I am not a native Pittsburgher, but moved to the area four years ago. While my home state of Iowa does not have the depth of local food specialties that Pittsburgh has, I feel the same ties to my favorite pizza place "back home" and make it a scheduled stop on any trip to the Midwest.
However, what struck me as the most important element of the article was the overriding theme that people love coming back to "visit" despite the fact that they choose to "live" (and therefore, build a tax base) elsewhere.
Margaret Cassidy summed it up best, saying the things she loves and misses about Pittsburgh are the same things that drove her away. Her comment about lacking a desire to "redd up" and challenge itself is the reason I feel the city is losing young, enthusiastic, educated workers to areas with a stronger commitment to "selling their city."
I travel each week in/out of the Pittsburgh airport. It is depressing to see empty gates, uninspired signage and a stale environment. This is the first image visitors have of our city. It should be vibrant and electric.
However, the fact that so few flights now exist in and out of our airport makes it tough to lure businesses. I have to fight each and every year to stay living here, as my company would rather I live in Charlotte, N.C., just because of travel costs.

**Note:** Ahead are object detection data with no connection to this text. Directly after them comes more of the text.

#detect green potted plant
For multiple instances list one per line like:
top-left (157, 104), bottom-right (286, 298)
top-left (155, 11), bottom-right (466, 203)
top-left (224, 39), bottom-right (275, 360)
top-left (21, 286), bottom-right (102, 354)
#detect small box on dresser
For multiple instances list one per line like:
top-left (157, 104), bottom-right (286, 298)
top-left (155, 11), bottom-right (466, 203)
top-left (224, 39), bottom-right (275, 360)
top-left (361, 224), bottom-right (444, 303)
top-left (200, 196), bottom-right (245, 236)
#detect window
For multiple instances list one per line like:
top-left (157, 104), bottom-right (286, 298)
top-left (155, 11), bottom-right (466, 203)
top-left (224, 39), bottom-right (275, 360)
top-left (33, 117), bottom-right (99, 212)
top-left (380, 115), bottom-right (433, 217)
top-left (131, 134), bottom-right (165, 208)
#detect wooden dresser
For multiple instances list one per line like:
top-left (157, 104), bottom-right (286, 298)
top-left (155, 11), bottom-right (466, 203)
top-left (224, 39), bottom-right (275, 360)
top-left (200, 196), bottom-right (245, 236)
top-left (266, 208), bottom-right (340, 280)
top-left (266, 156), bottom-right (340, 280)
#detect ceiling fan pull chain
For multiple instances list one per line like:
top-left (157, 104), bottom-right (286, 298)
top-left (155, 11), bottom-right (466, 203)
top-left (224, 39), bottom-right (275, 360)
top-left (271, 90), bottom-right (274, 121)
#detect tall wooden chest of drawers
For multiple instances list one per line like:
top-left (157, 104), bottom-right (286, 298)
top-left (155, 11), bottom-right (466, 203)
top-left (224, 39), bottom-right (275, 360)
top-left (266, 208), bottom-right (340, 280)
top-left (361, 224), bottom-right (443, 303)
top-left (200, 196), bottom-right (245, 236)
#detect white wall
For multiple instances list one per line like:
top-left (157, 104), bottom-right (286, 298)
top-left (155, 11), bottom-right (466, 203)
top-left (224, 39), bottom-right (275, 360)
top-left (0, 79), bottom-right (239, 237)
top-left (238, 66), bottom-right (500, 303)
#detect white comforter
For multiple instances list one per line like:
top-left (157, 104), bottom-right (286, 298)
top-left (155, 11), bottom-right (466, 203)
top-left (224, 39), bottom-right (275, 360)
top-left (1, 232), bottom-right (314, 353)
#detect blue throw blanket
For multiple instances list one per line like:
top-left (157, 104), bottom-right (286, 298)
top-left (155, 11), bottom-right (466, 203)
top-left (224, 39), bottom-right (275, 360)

I feel Ms. Kalson's article - albeit about food - echoes that same fight.
I would encourage, and hope, this article finds its way onto the desk of every regional and city planner, councilman/woman and executive, including, and especially, County Executive Dan Onorato.
The writer is pit reporter for NASCAR on Fox and host of The NASCAR Camping World Truck Series Pre-Race Show and The Speed Report on Speed TV.